Gloriose worked as a data science engineer before pursuing a Masters in Artificial Intelligence in 2019/20 at Queen Mary University in London.
Her aim has been to build on her knowledge so that she can contribute more to her team and understand how AI can help empower smaller communities. According to Gloriose, the support of her DeepMind scholarship has allowed her to focus on her studies without feeling financial pressure, and to gain precious insights into a career in research.
"Your voice is needed. Your experience is needed. Your perspective and understanding are needed. Work for the people and communities that are often forgotten, and don’t be afraid to get involved.”
My mentor helped me look at different ways to tackle my project, and shared his own experiences which really helped me have a realistic expectation of working in the field. He mentioned that his first year at DeepMind was like the first year of a PhD, which highlighted the importance of having a learning and teachable mindset if you want to go far as a researcher. I wished I’d had more conversations with my mentor; even the few conversations I had with him were very enlightening. He was also very relaxed and down to earth, which I really appreciated.
I have always been passionate about the use of AI to help and empower smaller communities, because personally at the end of the day, my community is the place where I belong - it is home. I have been wondering about how we can use AI to provide personalised solutions to sustain and help micro-communities. I hope to help do this by working with my own community: for example, I’ve recently been volunteering to help build computer science skills among younger people with African heritage.

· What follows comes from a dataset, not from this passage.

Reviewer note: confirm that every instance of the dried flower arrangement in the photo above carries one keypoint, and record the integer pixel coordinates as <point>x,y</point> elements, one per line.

Researchers in the company come from very different backgrounds.
The field of AI is in need of diverse participation. That includes engineers and those who are experts in the field where AI solutions are needed most. For example, if AI solutions are needed to predict students' grades, getting educators, sociologists and ground-level experts involved could definitely help in building a more accurate predictor.
Your voice is needed. Your experience is needed. Your perspective and understanding are needed. Be involved in the design and don't be afraid of being underrepresented. Work for the people and communities who are often forgotten.